First, a thought (courtesy of Pat Mersiowsky): don't pack your summer full of camps and things to send your kids away to (really? not even an option here but still a good point to think on). Keep them with you and embrace it. Plan a summer full of simple, but fun and interesting things to do together.

Weekly Schedule Ideas: (courtesy of Pat Mersiowsky, with a few of my ideas thrown in there)
  • Music Monday (go to a concert in the park, make a musical instrument, learn new songs together, listen to things you don't normally, play broadway music, put on a family concert)
  • Tasty Tuesday (kids help make a big breakfast, special shaped pancakes, spend lots of time that day in the kitchen, teach them to make something by themselves, have lunch under the table:)
  • Wacky Wednesday (mix things up- breakfast for dinner and dinner for breakfast, backwards day, play outside in the rain, wear crazy outfits)
  • Thoughtful Thursday (quieter,down day, read for several hours at different periods-- kid to kid, child to parent, parent to child, alone, write stories, stories on tape)
  • Field Trip Friday (go somewhere fun! Fulfill some of their adventure dreams... waterparks or zoos, museums or farms, etc.)
  • Skillful Saturday (kids help with projects around the house)
  • No TV for a Week, Week. Or no TV Tuesday. You'd be surprised how much less TV you watch once you try it!
Fun, Simple Activities to Do with your Kids (courtesy of Donna Otto)

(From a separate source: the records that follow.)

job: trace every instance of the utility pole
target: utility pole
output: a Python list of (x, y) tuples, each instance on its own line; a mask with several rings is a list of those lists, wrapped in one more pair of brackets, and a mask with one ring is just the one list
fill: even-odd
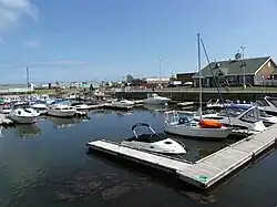
[(243, 45), (243, 46), (240, 46), (242, 48), (242, 50), (243, 50), (243, 69), (244, 69), (244, 89), (246, 89), (246, 82), (245, 82), (245, 58), (244, 58), (244, 50), (245, 50), (245, 48), (246, 48), (246, 45)]
[(158, 58), (160, 82), (162, 83), (162, 58)]
[(30, 79), (29, 79), (29, 69), (28, 69), (28, 66), (25, 68), (25, 73), (27, 73), (27, 92), (29, 92)]

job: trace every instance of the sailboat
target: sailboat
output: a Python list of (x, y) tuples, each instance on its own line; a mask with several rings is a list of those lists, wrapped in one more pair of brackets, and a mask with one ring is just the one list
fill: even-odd
[(201, 71), (201, 37), (197, 34), (198, 44), (198, 76), (199, 76), (199, 121), (194, 118), (184, 117), (179, 118), (179, 114), (176, 111), (165, 112), (165, 126), (164, 131), (171, 134), (199, 137), (199, 138), (226, 138), (232, 128), (224, 126), (216, 120), (203, 118), (202, 112), (202, 71)]

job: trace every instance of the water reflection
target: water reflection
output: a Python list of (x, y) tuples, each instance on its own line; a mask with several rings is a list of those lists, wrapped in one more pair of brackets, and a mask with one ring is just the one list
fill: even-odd
[(20, 124), (16, 126), (16, 133), (19, 137), (39, 137), (41, 128), (37, 124)]

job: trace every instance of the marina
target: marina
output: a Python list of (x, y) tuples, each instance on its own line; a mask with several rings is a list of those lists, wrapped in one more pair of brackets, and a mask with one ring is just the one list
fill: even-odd
[(244, 138), (193, 164), (132, 149), (106, 141), (91, 142), (86, 146), (167, 172), (174, 177), (206, 189), (276, 145), (276, 134), (277, 125), (274, 125), (265, 132)]
[(0, 207), (277, 206), (276, 6), (0, 0)]
[[(157, 106), (156, 106), (157, 107)], [(121, 138), (120, 137), (130, 137), (130, 127), (134, 123), (142, 122), (144, 120), (147, 121), (150, 125), (155, 128), (157, 133), (163, 132), (163, 122), (164, 122), (164, 115), (163, 112), (160, 111), (144, 111), (141, 110), (133, 110), (131, 113), (114, 113), (114, 111), (91, 111), (88, 114), (89, 120), (80, 120), (79, 117), (72, 117), (72, 118), (59, 118), (53, 116), (45, 116), (45, 117), (39, 117), (38, 123), (34, 125), (17, 125), (12, 128), (6, 128), (2, 130), (2, 138), (0, 138), (0, 142), (2, 143), (2, 154), (6, 154), (6, 156), (14, 156), (12, 152), (9, 151), (10, 147), (13, 146), (13, 149), (17, 151), (21, 155), (23, 152), (27, 153), (25, 156), (28, 156), (29, 161), (31, 163), (37, 163), (34, 165), (34, 169), (29, 168), (28, 172), (24, 172), (23, 169), (20, 169), (22, 172), (22, 175), (24, 177), (29, 176), (29, 179), (35, 179), (35, 177), (31, 178), (29, 175), (29, 172), (35, 172), (35, 170), (42, 170), (45, 173), (42, 173), (43, 177), (40, 178), (40, 182), (38, 184), (33, 184), (34, 189), (31, 190), (28, 187), (27, 188), (19, 188), (18, 190), (21, 190), (22, 196), (14, 195), (12, 199), (27, 201), (29, 197), (33, 196), (41, 196), (42, 194), (45, 195), (47, 192), (57, 192), (51, 193), (49, 196), (45, 197), (44, 200), (45, 204), (51, 204), (51, 199), (62, 199), (62, 203), (68, 203), (68, 200), (72, 200), (73, 203), (78, 200), (78, 196), (83, 195), (83, 193), (76, 192), (78, 188), (72, 186), (72, 189), (74, 193), (68, 193), (66, 186), (68, 182), (71, 179), (75, 180), (78, 179), (78, 185), (82, 185), (84, 188), (88, 188), (90, 192), (99, 192), (102, 194), (102, 188), (106, 188), (104, 184), (105, 178), (95, 177), (101, 174), (119, 174), (120, 180), (129, 180), (127, 177), (131, 176), (130, 180), (133, 183), (136, 180), (137, 176), (140, 174), (147, 177), (147, 179), (153, 179), (156, 176), (158, 176), (157, 173), (154, 173), (152, 175), (151, 172), (147, 170), (147, 167), (155, 168), (155, 170), (158, 172), (166, 172), (166, 177), (161, 178), (170, 179), (171, 177), (176, 178), (178, 180), (183, 180), (182, 185), (181, 183), (177, 183), (177, 186), (181, 187), (179, 190), (185, 192), (185, 194), (191, 195), (189, 192), (195, 192), (195, 189), (191, 189), (191, 187), (185, 187), (186, 183), (189, 184), (189, 186), (199, 186), (199, 188), (209, 189), (209, 188), (217, 188), (217, 186), (222, 185), (222, 180), (228, 179), (228, 177), (234, 177), (233, 173), (235, 168), (244, 167), (245, 164), (247, 164), (247, 161), (256, 161), (259, 155), (264, 154), (266, 152), (267, 147), (270, 147), (274, 145), (274, 136), (273, 134), (276, 134), (276, 125), (271, 126), (269, 130), (253, 135), (246, 139), (242, 139), (238, 143), (235, 143), (233, 141), (229, 141), (229, 144), (226, 144), (225, 142), (208, 142), (208, 141), (196, 141), (196, 139), (186, 139), (186, 138), (178, 138), (176, 136), (170, 136), (174, 137), (174, 139), (178, 141), (179, 143), (183, 143), (186, 149), (186, 154), (182, 156), (168, 156), (168, 155), (160, 155), (156, 153), (146, 153), (142, 151), (131, 149), (129, 147), (119, 147)], [(51, 130), (50, 123), (53, 123), (53, 128)], [(132, 124), (133, 123), (133, 124)], [(132, 124), (132, 125), (130, 125)], [(104, 126), (104, 128), (103, 128)], [(111, 127), (112, 126), (112, 127)], [(16, 133), (13, 135), (13, 132)], [(12, 133), (12, 134), (11, 134)], [(85, 153), (86, 148), (83, 147), (84, 143), (88, 143), (91, 137), (92, 133), (94, 137), (106, 137), (106, 142), (96, 141), (95, 138), (92, 139), (92, 143), (100, 147), (103, 147), (104, 156), (94, 155), (93, 153)], [(9, 138), (8, 138), (9, 137)], [(21, 139), (18, 139), (17, 137), (22, 137)], [(37, 137), (33, 139), (33, 137)], [(7, 139), (8, 138), (8, 139)], [(66, 141), (66, 142), (65, 142)], [(93, 142), (94, 141), (94, 142)], [(6, 143), (6, 144), (3, 144)], [(29, 147), (25, 146), (23, 143), (29, 143)], [(66, 143), (66, 144), (65, 144)], [(18, 146), (19, 145), (19, 146)], [(43, 153), (44, 151), (49, 151), (48, 147), (51, 146), (51, 154), (50, 153)], [(65, 147), (70, 147), (71, 149), (66, 153), (66, 155), (61, 155), (60, 149)], [(19, 151), (19, 147), (21, 149)], [(25, 148), (27, 147), (27, 148)], [(31, 152), (28, 153), (28, 148), (31, 147)], [(40, 148), (42, 151), (41, 153), (37, 153), (39, 156), (33, 156), (33, 152), (35, 152), (35, 148)], [(144, 169), (144, 167), (132, 167), (130, 168), (129, 165), (120, 165), (121, 162), (112, 162), (110, 161), (109, 156), (105, 156), (107, 148), (110, 149), (109, 153), (111, 153), (112, 157), (117, 157), (120, 161), (124, 159), (131, 159), (130, 163), (138, 163), (140, 165), (147, 165), (147, 167)], [(255, 154), (252, 154), (252, 153)], [(1, 154), (0, 153), (0, 154)], [(235, 153), (235, 154), (234, 154)], [(119, 156), (120, 154), (120, 156)], [(275, 156), (275, 153), (269, 154), (269, 157)], [(252, 156), (250, 156), (252, 155)], [(31, 158), (32, 157), (32, 158)], [(44, 163), (42, 159), (47, 158), (49, 162)], [(106, 157), (106, 158), (105, 158)], [(37, 161), (38, 159), (38, 161)], [(83, 163), (85, 161), (85, 163)], [(240, 161), (240, 163), (239, 163)], [(9, 164), (8, 161), (1, 161), (4, 165), (18, 165)], [(39, 163), (38, 163), (39, 162)], [(124, 163), (124, 162), (123, 162)], [(264, 159), (259, 161), (259, 163), (265, 163)], [(257, 163), (256, 165), (259, 165)], [(216, 165), (217, 164), (217, 165)], [(234, 165), (235, 164), (235, 165)], [(213, 167), (212, 167), (213, 166)], [(10, 166), (12, 167), (12, 166)], [(81, 168), (80, 168), (81, 167)], [(49, 168), (49, 169), (47, 169)], [(62, 169), (66, 169), (68, 173), (60, 174), (59, 172)], [(176, 170), (179, 169), (179, 170)], [(255, 166), (254, 166), (255, 169)], [(253, 170), (254, 170), (253, 169)], [(49, 174), (51, 170), (52, 174)], [(117, 173), (117, 170), (120, 173)], [(244, 174), (248, 174), (247, 172), (253, 172), (252, 168), (248, 168), (245, 170)], [(0, 174), (6, 172), (6, 168), (2, 168), (0, 166)], [(78, 172), (78, 175), (74, 175)], [(130, 172), (133, 172), (130, 174)], [(225, 173), (224, 173), (225, 172)], [(83, 175), (84, 174), (84, 175)], [(92, 175), (93, 176), (92, 176)], [(270, 174), (264, 173), (264, 174)], [(195, 177), (197, 176), (198, 177)], [(205, 176), (203, 176), (205, 175)], [(33, 175), (35, 176), (35, 174)], [(61, 178), (61, 177), (63, 178)], [(75, 176), (83, 176), (84, 178), (75, 178)], [(162, 174), (161, 174), (162, 176)], [(211, 177), (208, 177), (211, 176)], [(214, 176), (214, 177), (212, 177)], [(94, 177), (94, 178), (91, 178)], [(163, 177), (163, 176), (162, 176)], [(208, 177), (208, 179), (207, 179)], [(244, 177), (244, 176), (243, 176)], [(60, 184), (55, 184), (55, 182), (49, 183), (50, 180), (59, 179)], [(88, 180), (82, 182), (83, 179)], [(232, 183), (220, 187), (220, 189), (228, 188), (228, 186), (233, 186), (237, 182), (239, 182), (239, 178), (232, 178)], [(101, 188), (92, 185), (94, 182), (101, 180)], [(3, 182), (2, 184), (6, 184), (8, 180)], [(152, 180), (151, 183), (153, 183)], [(223, 182), (224, 183), (224, 182)], [(20, 183), (19, 183), (20, 184)], [(17, 182), (11, 185), (19, 185)], [(142, 183), (138, 182), (141, 185)], [(110, 184), (112, 187), (116, 184)], [(120, 186), (125, 184), (119, 184)], [(152, 184), (154, 186), (163, 186), (163, 184), (160, 184), (160, 179), (154, 182)], [(174, 182), (170, 182), (166, 184), (170, 186), (170, 188), (175, 189)], [(59, 187), (60, 186), (60, 187)], [(91, 186), (91, 187), (89, 187)], [(182, 187), (183, 186), (183, 187)], [(110, 187), (107, 187), (110, 189)], [(122, 187), (119, 187), (119, 190), (116, 190), (114, 194), (121, 198), (122, 196), (125, 197), (125, 195), (129, 195), (130, 192), (122, 193)], [(177, 187), (178, 188), (178, 187)], [(17, 189), (17, 187), (14, 187)], [(131, 188), (132, 192), (138, 194), (136, 188)], [(131, 190), (130, 189), (130, 190)], [(154, 190), (152, 187), (145, 188), (147, 194), (150, 194), (148, 190)], [(104, 192), (103, 192), (104, 194)], [(162, 193), (163, 194), (163, 193)], [(204, 199), (206, 199), (205, 195), (202, 195), (202, 193), (194, 193), (196, 195), (199, 195), (201, 197), (204, 196)], [(220, 190), (213, 192), (213, 194), (220, 195)], [(63, 195), (63, 196), (62, 196)], [(122, 195), (122, 196), (120, 196)], [(161, 193), (158, 193), (161, 195)], [(90, 195), (89, 193), (83, 195), (84, 197), (82, 199), (96, 199), (95, 196)], [(174, 194), (172, 195), (174, 196)], [(2, 199), (9, 203), (9, 196), (7, 194), (2, 194)], [(90, 199), (91, 198), (91, 199)], [(187, 196), (183, 197), (184, 200), (191, 200), (195, 198), (189, 198)], [(96, 199), (98, 200), (98, 199)], [(99, 200), (100, 201), (100, 200)], [(40, 204), (39, 199), (34, 199), (35, 204)], [(100, 201), (101, 203), (101, 201)], [(198, 201), (196, 201), (198, 203)]]

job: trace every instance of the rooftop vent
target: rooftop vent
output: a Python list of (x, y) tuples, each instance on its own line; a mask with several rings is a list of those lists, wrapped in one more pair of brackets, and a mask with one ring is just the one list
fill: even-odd
[(242, 56), (243, 56), (242, 53), (239, 53), (239, 52), (236, 53), (236, 54), (235, 54), (235, 61), (240, 61), (240, 60), (242, 60)]

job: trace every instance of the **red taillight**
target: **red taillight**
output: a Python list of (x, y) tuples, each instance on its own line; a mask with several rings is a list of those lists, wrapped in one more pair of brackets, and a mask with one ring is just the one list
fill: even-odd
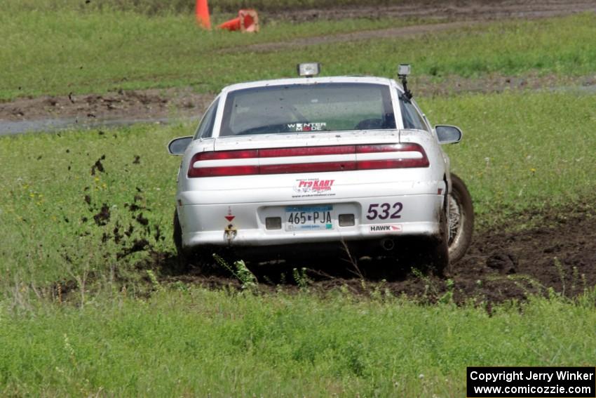
[(195, 167), (194, 164), (208, 160), (250, 159), (259, 157), (258, 150), (240, 151), (212, 151), (195, 154), (191, 159), (188, 176), (197, 177), (222, 177), (224, 175), (249, 175), (259, 174), (257, 164), (238, 164), (233, 166), (215, 166), (213, 167)]
[[(299, 157), (319, 156), (331, 157)], [(280, 159), (277, 161), (276, 158)], [(413, 143), (299, 147), (200, 152), (191, 159), (188, 176), (285, 174), (428, 167), (428, 165), (424, 150)]]
[(335, 145), (333, 147), (299, 147), (297, 148), (273, 148), (259, 150), (259, 157), (284, 157), (290, 156), (318, 156), (353, 154), (354, 145)]
[(355, 170), (354, 161), (330, 161), (324, 163), (294, 163), (267, 164), (260, 166), (260, 174), (288, 174), (290, 173), (323, 173)]
[[(388, 154), (388, 152), (390, 154)], [(356, 168), (358, 170), (428, 167), (430, 164), (426, 152), (419, 144), (358, 145), (356, 153), (366, 154), (356, 159)], [(375, 154), (379, 154), (382, 159), (374, 159)], [(371, 157), (367, 159), (367, 155)]]
[(227, 159), (250, 159), (252, 157), (259, 157), (259, 150), (199, 152), (193, 157), (192, 161), (194, 162), (199, 160), (224, 160)]

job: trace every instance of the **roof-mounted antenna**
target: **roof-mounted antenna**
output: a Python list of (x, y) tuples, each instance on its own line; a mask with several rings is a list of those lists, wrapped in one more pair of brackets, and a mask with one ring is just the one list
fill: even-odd
[(410, 69), (409, 64), (400, 64), (398, 66), (398, 77), (399, 77), (402, 86), (403, 86), (404, 95), (408, 100), (411, 100), (414, 96), (412, 91), (407, 88), (407, 75), (409, 74)]

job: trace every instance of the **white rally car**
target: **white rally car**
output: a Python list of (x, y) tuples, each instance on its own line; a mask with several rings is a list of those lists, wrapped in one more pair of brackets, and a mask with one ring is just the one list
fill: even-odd
[[(184, 264), (233, 248), (247, 260), (391, 256), (406, 242), (440, 272), (466, 253), (473, 224), (466, 186), (442, 144), (461, 131), (431, 126), (402, 84), (367, 77), (301, 77), (224, 88), (184, 155), (174, 241)], [(409, 238), (409, 241), (408, 240)]]

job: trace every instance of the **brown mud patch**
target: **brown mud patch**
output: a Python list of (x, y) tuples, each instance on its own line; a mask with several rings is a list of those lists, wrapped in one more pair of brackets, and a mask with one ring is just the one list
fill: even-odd
[(213, 98), (212, 94), (183, 88), (18, 98), (0, 102), (0, 121), (74, 119), (83, 124), (96, 120), (151, 120), (172, 116), (198, 118)]
[(264, 13), (264, 16), (265, 22), (268, 18), (293, 22), (363, 18), (495, 20), (548, 18), (593, 11), (596, 11), (596, 3), (592, 0), (423, 0), (386, 6), (339, 6), (270, 11)]
[[(250, 266), (261, 291), (308, 288), (325, 295), (344, 289), (370, 296), (387, 291), (421, 303), (446, 298), (456, 303), (501, 303), (525, 300), (529, 295), (553, 292), (573, 298), (596, 286), (596, 206), (583, 205), (567, 211), (547, 208), (520, 215), (520, 222), (540, 227), (520, 232), (494, 229), (477, 234), (466, 256), (443, 277), (424, 275), (395, 267), (388, 260), (360, 260), (356, 265), (322, 260), (320, 263)], [(241, 288), (241, 284), (223, 270), (201, 272), (193, 269), (182, 275), (168, 274), (175, 264), (171, 255), (154, 253), (147, 266), (161, 269), (162, 281), (182, 282), (208, 288)], [(296, 281), (293, 269), (306, 270), (306, 279)], [(306, 285), (306, 286), (304, 286)]]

  • Read to others (the children read to someone, an elderly person, a sibling, a grandma or auntie)
  • Help a neighbor do anything
  • Plant something, somewhere, and watch it grow
  • Paint something
  • Feed the animals (birds, whatever you have in your yard, visit a farm?)
  • Fly a kite... make a kite!
  • Visit museums, statues, memorials
  • Chalk drawings (on your patio, driveway, outside walls to your garage)
  • swinging and climbing, even if it's supervised on a ladder set up outside!
  • Ride a bike (family bike rides!)
  • Have a parade
  • Walk, somewhere.
  • Bring flowers to someone (or a written message, or baked something, or all three) that they choose
  • Make a collection of something this summer
  • Paint each other (not with nail polish). A bald head is a great addition to this activity
  • Do something with water outside
  • Let your children be around elderly people
  • Go on a nature walk, with a bag, a notebook and a magnifying glass.
Last night the boys and I camped out in the living room. There was absolutely nothing spectacular about it except that it was different and felt special and brought lots of excitement with very little required on my part (except a much earlier wakeup call than normal. Thank you summer sun for shining at 4 a.m. when no one needs you yet!!). There were plenty of moments when whining and crying and sharp words gained the upper hand so don't be fooled by my sharing of our high points. But high points they are and we are exceedingly thankful for them.